Kasia Glinka chce ratować małżeństwo! Dla synka!
Kasia Glinka (37 l.) wierzy, że nie wszystko jeszcze stracone. Niestety, mąż chyba ma nieco inne zdanie na ten temat...
W styczniu Przemysław Gołdon poinformował aktorkę, że wyprowadza się z domu.
"Wiedzieliśmy, że Kasia ma problemy, ale myśleliśmy, że to choroba taty spędza jej sen z powiek. To, że mąż ją zostawił, trzymała w tajemnicy.
Miała nadzieję, że nie wszystko stracone" – mówi „Życiu na Gorąco” jedna z aktorek współpracujących z Glinką.
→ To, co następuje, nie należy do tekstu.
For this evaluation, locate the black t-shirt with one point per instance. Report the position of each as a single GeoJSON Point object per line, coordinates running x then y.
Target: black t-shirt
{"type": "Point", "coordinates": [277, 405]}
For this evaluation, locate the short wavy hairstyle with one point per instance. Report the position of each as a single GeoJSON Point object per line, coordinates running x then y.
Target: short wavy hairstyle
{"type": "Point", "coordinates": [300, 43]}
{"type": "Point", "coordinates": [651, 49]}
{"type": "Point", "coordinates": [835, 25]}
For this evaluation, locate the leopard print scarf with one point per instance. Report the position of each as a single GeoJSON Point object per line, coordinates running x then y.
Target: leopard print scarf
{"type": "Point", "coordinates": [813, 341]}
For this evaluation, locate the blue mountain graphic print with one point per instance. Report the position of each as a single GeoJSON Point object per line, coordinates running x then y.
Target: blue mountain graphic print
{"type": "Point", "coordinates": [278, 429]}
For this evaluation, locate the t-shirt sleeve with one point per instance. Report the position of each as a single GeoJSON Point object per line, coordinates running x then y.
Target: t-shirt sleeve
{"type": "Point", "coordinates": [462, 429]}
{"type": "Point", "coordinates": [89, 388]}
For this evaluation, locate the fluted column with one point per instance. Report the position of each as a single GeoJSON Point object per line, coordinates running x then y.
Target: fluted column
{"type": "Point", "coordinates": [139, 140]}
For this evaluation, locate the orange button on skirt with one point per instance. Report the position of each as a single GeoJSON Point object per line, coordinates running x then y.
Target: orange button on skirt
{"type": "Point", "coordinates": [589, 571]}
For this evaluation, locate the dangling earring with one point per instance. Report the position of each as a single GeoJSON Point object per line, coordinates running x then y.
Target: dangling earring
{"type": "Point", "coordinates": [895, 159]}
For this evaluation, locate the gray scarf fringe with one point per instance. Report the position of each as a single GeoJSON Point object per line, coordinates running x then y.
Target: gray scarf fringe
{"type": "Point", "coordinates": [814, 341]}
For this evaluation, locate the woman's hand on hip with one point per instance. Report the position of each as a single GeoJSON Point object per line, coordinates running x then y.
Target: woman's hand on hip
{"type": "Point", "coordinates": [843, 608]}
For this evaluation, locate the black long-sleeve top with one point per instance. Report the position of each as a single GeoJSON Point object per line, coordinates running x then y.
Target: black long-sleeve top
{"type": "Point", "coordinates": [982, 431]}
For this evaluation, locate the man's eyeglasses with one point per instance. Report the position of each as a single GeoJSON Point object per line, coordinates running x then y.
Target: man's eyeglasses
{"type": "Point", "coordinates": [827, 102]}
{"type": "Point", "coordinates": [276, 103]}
Kasia rzeczywiście nie chciała się poddać, ale jej próby przekonania męża, by dali związkowi jeszcze jedną szansę, zakończyły się porażką.
"Mam trudny okres w życiu" – potwierdziła w rozmowie z jednym z pism, nie chcąc jednak rozwijać tego tematu.
Od momentu, gdy Przemysław Gołdon spakował swoje rzeczy i zamieszkał z dala od rodziny, minęło już prawie pół roku.
Aktorka nie zamierza jednak się poddać!
"Na odchodne powiedział, że zmarnował dwa lata, próbując odzyskać jej czułość i uwagę. A dla niej liczył się tylko ich syn" – mówi informatorka tygodnika.
Co ciekawe, do dzisiaj Gołdon nie złożył pozwu rozwodowego w sądzie. Nie ma też, jak twierdzi osoba z jego otoczenia, żadnej nowej miłości.
Tylko dzięki temu Katarzyna Glinka jakoś jeszcze się trzyma.